Raptors vs. Grand Junction 16 stock

In this Sept. 8, 2018, photo, Ogden Raptors outfielder Niko Hulsizer (12) signs autographs for fans at Lindquist Field in Ogden.

After a pair of reports put a fresh scare into minor league baseball fans Tuesday, negotiations regarding a new Professional Baseball Agreement between Minor League Baseball and Major League Baseball continue to churn along as a few dozen markets wait to see what might become of baseball in their cities.

The current PBA, which sets the terms of business between the major leagues and MiLB, is set to expire after the 2020 season.

Late last year, Major League Baseball proposed a radical change to the decades-old agreement that includes lopping 40 or so minor league teams out of the fold when it comes to major-league affiliation. The proposed cut list is largely comprised of short-season leagues, including the Ogden Raptors and the entire Pioneer League.

The basis of the proposal was to cut out lower-level teams and train those players at team facilities instead of having them play games, which, in short-season leagues, sometimes involves long bus rides and less-favorable facilities.

Teams like the Raptors have punched back, citing top, safe facilities, improvement investments from local government, and massive success in attendance.

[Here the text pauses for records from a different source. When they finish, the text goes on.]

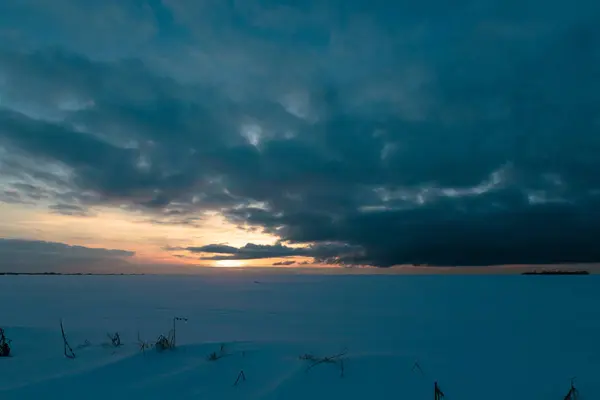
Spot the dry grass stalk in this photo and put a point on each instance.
(241, 376)
(334, 359)
(214, 356)
(4, 344)
(573, 393)
(69, 353)
(115, 339)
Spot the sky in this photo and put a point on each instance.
(189, 133)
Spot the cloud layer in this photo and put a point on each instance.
(420, 134)
(18, 255)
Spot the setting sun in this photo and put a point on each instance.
(229, 263)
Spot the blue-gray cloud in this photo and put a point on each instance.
(19, 255)
(418, 133)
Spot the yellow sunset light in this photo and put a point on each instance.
(229, 263)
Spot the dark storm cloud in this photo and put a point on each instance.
(416, 133)
(17, 255)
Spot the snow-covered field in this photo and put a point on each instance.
(480, 337)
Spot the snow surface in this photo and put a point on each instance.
(480, 337)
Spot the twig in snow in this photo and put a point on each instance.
(334, 359)
(69, 353)
(115, 339)
(241, 376)
(214, 356)
(573, 393)
(143, 344)
(4, 344)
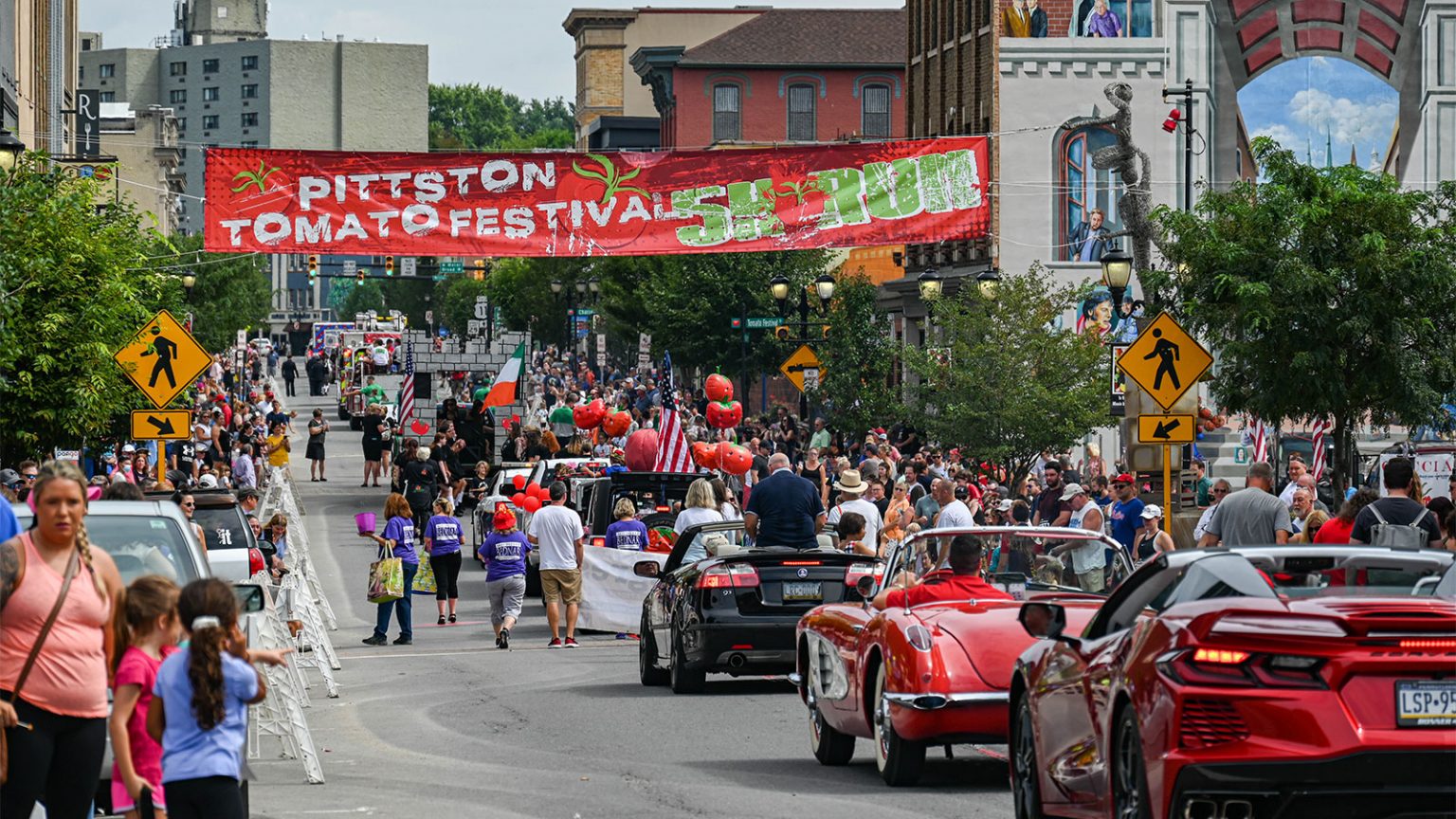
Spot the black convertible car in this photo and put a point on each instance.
(733, 610)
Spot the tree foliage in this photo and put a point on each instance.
(1328, 292)
(75, 286)
(467, 117)
(999, 382)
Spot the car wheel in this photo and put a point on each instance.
(830, 746)
(901, 761)
(646, 659)
(1026, 783)
(1129, 773)
(683, 680)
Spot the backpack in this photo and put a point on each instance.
(1398, 537)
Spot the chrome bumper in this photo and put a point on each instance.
(934, 701)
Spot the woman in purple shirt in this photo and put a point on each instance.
(399, 538)
(627, 532)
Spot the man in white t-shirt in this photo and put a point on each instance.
(556, 532)
(852, 487)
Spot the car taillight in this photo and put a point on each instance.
(731, 576)
(1233, 667)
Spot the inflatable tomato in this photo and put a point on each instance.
(719, 388)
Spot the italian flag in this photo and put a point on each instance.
(502, 391)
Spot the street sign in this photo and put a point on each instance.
(803, 368)
(162, 358)
(1165, 428)
(1165, 360)
(160, 425)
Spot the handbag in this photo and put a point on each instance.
(386, 579)
(35, 651)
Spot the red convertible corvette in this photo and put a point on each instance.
(935, 674)
(1246, 683)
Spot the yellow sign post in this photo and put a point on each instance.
(803, 368)
(1165, 362)
(162, 358)
(160, 425)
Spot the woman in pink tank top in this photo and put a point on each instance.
(57, 726)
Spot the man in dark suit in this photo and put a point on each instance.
(784, 509)
(1086, 241)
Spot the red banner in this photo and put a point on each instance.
(587, 205)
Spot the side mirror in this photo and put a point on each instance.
(249, 598)
(1046, 621)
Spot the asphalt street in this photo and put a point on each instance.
(453, 726)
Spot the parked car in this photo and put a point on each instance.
(1273, 682)
(937, 674)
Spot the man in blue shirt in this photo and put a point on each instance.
(1127, 512)
(784, 509)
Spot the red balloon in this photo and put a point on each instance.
(719, 388)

After ardent opposition in many areas over the last few months — including members of Congress, a league of mayors from across the country, and MiLB’s public statements — reports Tuesday from Baseball American and the Associated Press claimed that, when the next round of negotiations took place Wednesday, MiLB was ready to accept the proposed contraction of teams.

MiLB refuted the reports, and Wednesday then passed with no news.

Ogden Raptors team president Dave Baggott said negotiations are likely to continue for some time, and released the following written statement Wednesday:

“The Ogden Raptors stand firm in its desire to remain a Professional Affiliated Baseball Team. Negotiations are ongoing. For now, we will allow the negotiations to play out accordingly. Whether the results are positive or negative, we will respond and react at that time,” Baggott’s statement said. “Until such time, we ask everyone to remain safe and hopeful for a 2020 season. Rest assured, the Ogden Raptors will be playing Professional Baseball in 2021 and beyond.”

Thursday, Minor League Baseball released a new statement on social media:

“The respective negotiating teams of Minor League Baseball and Major League Baseball held a constructive meeting on Wednesday,” it said. “The parties are continuing their discussions with the goal of concluding a mutually beneficial long-term agreement in the near future.”

At the same time, the whole baseball world waits on progress in the fight against the COVID-19 pandemic. No U.S. professional baseball leagues began before the sports world paused in mid-March. While MLB mulls proposals on how to start its season, the minor league schedule awaits things like when, where and how many rounds the 2020 baseball draft will be.

But with all that, Baggott says it’s business as usual for the Raptors, as much as possible, to prepare for a 2020 season.

The Raptors are coming off the best three-year stretch in franchise history. That span has included winning the 2017 league championship, 54 wins in 2019, and a new 26-year team attendance record of 146,201 fans (3,951 per game) in 2019.